We’re about to enter the last third of NaNoWriMo, and we Wrimos are divided into four camps right now.
1. Those who have achieved their goal for the month, whether it’s 50,000 words or a higher word count. They may still be writing. They may not be. Whatever the case, they’ve already written their primary goal for the month.
2. Those who are ahead to achieve their goal.
3. Those who are on track to achieve their goal.
4. Those who are behind to achieve their goal.
If you fall in the first three categories and your word count doesn’t make you weep, congratulations! Keep up the good work. Or if you’re already finished, enjoy the rest of your month.
I want to have a chat with those of you who are behind. Whether you’re a thousand words behind or twenty thousand words behind, I want to have a chat with you right now. So sit down, grab your beverage of choice, and let’s talk.
Finishing NaNo might look a little daunting right now. There you are, looking up at NaNo Mountain and all the Wrimos climbing it. A lot of the Wrimos on NaNo Mountain look like they’re scaling those peaks with no trouble at all, and the ones already on top are relaxing in their accomplishment.
But here’s a secret. They struggle too. Even those of us who already have green bars struggled at some point to get there. I hit that point sometime around day one. I knew it’d happen because of my huge day one word count, but it also happened because the events of the beginning of the story would determine the rest of the plot. I couldn’t afford to get those words wrong. So I applied those words to the page much more slowly than the words that followed. The same thing happened at the very end of the first story. I had worked so hard to get there, but how to wrap things up nicely?
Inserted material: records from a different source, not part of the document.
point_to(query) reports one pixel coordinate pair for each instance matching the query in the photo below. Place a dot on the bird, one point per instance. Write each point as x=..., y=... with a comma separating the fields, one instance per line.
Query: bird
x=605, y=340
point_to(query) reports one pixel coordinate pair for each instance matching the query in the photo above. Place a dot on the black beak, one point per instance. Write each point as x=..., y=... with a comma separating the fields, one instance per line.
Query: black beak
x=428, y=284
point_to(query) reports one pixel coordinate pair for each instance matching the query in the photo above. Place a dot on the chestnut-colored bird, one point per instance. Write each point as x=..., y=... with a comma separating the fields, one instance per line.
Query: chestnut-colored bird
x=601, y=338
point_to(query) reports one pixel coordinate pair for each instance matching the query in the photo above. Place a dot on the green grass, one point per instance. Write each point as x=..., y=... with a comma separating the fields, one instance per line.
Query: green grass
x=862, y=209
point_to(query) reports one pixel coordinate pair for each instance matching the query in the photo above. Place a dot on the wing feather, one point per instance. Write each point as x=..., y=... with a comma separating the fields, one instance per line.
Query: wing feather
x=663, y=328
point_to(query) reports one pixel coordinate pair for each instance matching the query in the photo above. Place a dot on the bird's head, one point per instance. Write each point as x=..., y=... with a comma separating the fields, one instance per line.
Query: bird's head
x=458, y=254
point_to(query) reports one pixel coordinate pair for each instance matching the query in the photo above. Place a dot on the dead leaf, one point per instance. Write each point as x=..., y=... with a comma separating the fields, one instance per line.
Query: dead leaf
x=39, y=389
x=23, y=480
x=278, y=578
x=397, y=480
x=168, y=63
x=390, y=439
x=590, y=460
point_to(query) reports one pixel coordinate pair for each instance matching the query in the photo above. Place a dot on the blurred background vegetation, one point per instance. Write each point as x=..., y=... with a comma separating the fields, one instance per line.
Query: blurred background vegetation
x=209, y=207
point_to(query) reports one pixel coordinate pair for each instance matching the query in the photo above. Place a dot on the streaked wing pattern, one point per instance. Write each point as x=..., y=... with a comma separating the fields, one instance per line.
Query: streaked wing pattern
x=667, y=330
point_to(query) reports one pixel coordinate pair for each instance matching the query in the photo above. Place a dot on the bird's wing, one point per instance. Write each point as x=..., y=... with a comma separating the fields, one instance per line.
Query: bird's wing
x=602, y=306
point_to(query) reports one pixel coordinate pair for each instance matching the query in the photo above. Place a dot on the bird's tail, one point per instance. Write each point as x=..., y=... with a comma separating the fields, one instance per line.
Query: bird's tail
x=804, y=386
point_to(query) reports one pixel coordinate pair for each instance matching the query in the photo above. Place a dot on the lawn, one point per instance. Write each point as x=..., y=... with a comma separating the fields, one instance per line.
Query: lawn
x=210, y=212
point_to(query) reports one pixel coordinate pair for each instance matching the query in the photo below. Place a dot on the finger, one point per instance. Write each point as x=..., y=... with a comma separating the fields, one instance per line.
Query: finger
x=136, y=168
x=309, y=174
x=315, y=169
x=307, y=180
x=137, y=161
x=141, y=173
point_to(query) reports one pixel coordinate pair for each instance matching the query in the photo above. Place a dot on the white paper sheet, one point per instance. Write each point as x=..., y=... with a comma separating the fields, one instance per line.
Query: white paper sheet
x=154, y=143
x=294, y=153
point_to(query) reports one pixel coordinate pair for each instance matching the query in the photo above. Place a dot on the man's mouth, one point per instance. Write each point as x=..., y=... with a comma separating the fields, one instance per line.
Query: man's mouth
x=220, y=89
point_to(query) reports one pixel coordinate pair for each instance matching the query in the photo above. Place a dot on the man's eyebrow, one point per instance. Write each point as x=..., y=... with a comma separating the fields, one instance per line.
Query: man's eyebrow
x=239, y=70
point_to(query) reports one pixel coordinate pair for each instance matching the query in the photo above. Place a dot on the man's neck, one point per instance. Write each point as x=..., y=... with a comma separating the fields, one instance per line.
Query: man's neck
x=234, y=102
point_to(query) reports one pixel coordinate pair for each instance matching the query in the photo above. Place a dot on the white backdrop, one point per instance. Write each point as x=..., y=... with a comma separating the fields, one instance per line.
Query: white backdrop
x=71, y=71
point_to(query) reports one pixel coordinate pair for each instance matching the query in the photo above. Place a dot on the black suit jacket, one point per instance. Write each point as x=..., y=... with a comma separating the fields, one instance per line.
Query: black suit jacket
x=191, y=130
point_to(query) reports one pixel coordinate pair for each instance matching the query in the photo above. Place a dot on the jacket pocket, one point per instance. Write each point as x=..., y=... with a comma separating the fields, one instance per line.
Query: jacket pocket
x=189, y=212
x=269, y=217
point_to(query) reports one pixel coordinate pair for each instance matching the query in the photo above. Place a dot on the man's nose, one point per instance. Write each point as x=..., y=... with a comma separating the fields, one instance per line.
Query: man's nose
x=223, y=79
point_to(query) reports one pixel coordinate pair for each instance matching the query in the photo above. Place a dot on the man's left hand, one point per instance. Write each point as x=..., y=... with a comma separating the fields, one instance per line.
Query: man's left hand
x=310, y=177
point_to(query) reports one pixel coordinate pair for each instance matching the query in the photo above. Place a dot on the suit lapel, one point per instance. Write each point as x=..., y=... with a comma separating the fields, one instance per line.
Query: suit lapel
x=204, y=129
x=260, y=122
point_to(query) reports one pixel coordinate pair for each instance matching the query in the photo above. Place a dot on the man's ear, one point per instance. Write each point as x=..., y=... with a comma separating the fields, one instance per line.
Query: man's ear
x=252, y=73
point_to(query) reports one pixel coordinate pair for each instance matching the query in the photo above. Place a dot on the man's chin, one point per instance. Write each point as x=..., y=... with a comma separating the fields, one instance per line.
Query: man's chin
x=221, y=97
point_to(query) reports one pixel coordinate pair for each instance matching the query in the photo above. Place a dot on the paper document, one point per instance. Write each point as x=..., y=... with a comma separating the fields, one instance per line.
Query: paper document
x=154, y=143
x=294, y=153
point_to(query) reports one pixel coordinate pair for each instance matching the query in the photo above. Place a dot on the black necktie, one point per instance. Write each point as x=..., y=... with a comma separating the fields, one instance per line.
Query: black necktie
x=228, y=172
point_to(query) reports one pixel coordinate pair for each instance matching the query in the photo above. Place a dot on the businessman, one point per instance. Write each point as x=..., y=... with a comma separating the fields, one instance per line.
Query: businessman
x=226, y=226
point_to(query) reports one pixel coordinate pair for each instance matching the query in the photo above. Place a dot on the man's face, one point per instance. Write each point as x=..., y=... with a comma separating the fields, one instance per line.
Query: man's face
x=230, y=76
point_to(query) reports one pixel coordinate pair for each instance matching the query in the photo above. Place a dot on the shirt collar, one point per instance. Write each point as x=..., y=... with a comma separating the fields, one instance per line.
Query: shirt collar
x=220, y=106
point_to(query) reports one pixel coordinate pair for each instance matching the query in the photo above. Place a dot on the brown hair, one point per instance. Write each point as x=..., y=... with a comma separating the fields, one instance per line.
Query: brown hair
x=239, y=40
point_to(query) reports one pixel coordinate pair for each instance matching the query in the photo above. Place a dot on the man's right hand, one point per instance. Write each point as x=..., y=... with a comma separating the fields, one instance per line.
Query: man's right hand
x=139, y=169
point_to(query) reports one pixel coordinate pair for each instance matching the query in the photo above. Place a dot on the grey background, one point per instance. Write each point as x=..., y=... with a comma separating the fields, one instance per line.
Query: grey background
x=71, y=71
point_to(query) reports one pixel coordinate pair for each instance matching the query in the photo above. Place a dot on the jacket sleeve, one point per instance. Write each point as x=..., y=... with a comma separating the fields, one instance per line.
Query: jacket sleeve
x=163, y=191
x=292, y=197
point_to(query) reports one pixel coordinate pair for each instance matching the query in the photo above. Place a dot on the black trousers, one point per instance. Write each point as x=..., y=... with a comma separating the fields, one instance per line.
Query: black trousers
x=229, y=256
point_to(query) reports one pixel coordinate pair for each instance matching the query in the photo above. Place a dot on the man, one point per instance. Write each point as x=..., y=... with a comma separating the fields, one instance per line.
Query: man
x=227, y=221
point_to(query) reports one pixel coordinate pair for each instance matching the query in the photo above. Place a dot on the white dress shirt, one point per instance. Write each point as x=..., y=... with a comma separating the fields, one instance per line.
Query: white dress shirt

But I pressed on. You should too. Look back at NaNo Mountain. See all those writers climbing it? Those are the people who are still pressing on after twenty days. Lots of writers have fallen off NaNo Mountain and are making no effort to restart the climb where they left off. The fact that you’re still trying says volumes. Every year people come from far behind to win NaNo. I’m talking really far behind. Remember those green bars that you saw in the first week (including, yes, mine)? There are a few brave souls who write their NaNo novel in the last ten days. Thousands of people catch up by the thousands and even tens of thousands every year to win, and you can too.
Here’s a real life example from my first year (2002, if you’re curious). I started well, but I fell really behind really quickly. At this point my first year I was at 16,334 words. The next weekend I didn’t write a single word thanks to being out of town. Somehow, despite non-noveling life getting in the way to a ridiculous extent, wrist troubles that my body must have gotten used to over the years, and my lifelong pet dog dying on November thirtieth when I still had nine thousand words to write, I still wrote my 50,000th word at 6pm on the 30th.
You have some long days ahead of you, but the rest of the journey will be worth it. Trust me. Now stop reading this and go write.